Though a drop in international crude prices is seen as a positive sign for the Indian economy, both public and private sector upstream companies such as Oil and Natural Gas Corporation (ONGC), Cairn India and Oil India (OIL) may be hit badly on crude realisation by the crash in prices. This may also dampen the investments lined up by these firms.

“These prices are not sustainable for any company and upstream companies are going to struggle. This will take investments away from oil and gas. For every $1 a barrel decline in prices, our top line will also get affected on the same level,” said a senior official at a state-run upstream major.

A sustained drop in crude oil prices will affect the capital expenditure plans of ONGC and OIL. ONGC had pegged its investment for 2020-21 at Rs 32,502 crore, up 2 per cent from Rs 31,896 crore for the current financial year. Similarly, the capital outlay for OIL, the second-largest state-owned petroleum explorer, was pegged at Rs 3,877 crore, up 5.4 per cent from the current year. Among the private sector majors, Cairn Oil and Gas, part of Vedanta, had also lined up massive investments worth over Rs 50,000 crore for its Open Acreage Licensing Policy (OALP) blocks. A lower price regime may also dampen Reliance’s proposed investment in Krishna Godawari basin.

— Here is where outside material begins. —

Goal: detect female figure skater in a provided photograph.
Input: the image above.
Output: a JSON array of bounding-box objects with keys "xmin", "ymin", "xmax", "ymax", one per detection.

“For the upstream sector, a decrease in crude oil prices is credit negative as their realisations and cash accruals will decline. If the crude prices were to remain in the band of $30-40 a barrel, most Indian upstream companies could report losses, as the cost structure would remain rigid in the short run,” said K Ravichandran, senior vice-president and group head, corporate ratings, Icra.

The Icra report suggested that the decline in gas prices at various international gas hubs would lead to lower domestic gas prices in the next fiscal. “Accordingly, the realisations on gas sales would also decrease even as gas production remains either a break even or a loss-making proposition for most fields for the upstream producers, notwithstanding some decline in oilfield services and equipment cost. Low crude oil prices, if sustained, will also lead to a reduction in capex by the private players,” Ravichandran added.  

“The decrease in gas prices should result in a decrease in CNG and PNG (domestic) prices by the CGD players and the savings for the end consumers from the conversion economics perspective is expected to remain attractive. However, the PNG commercial and industrial segments that are fed from imported spot LNG would be significant beneficiaries of reduction in spot prices, owing to increasing competitiveness against alternate fuels,” said Prashant Vasisht, Vice President and Co-Head, Icra.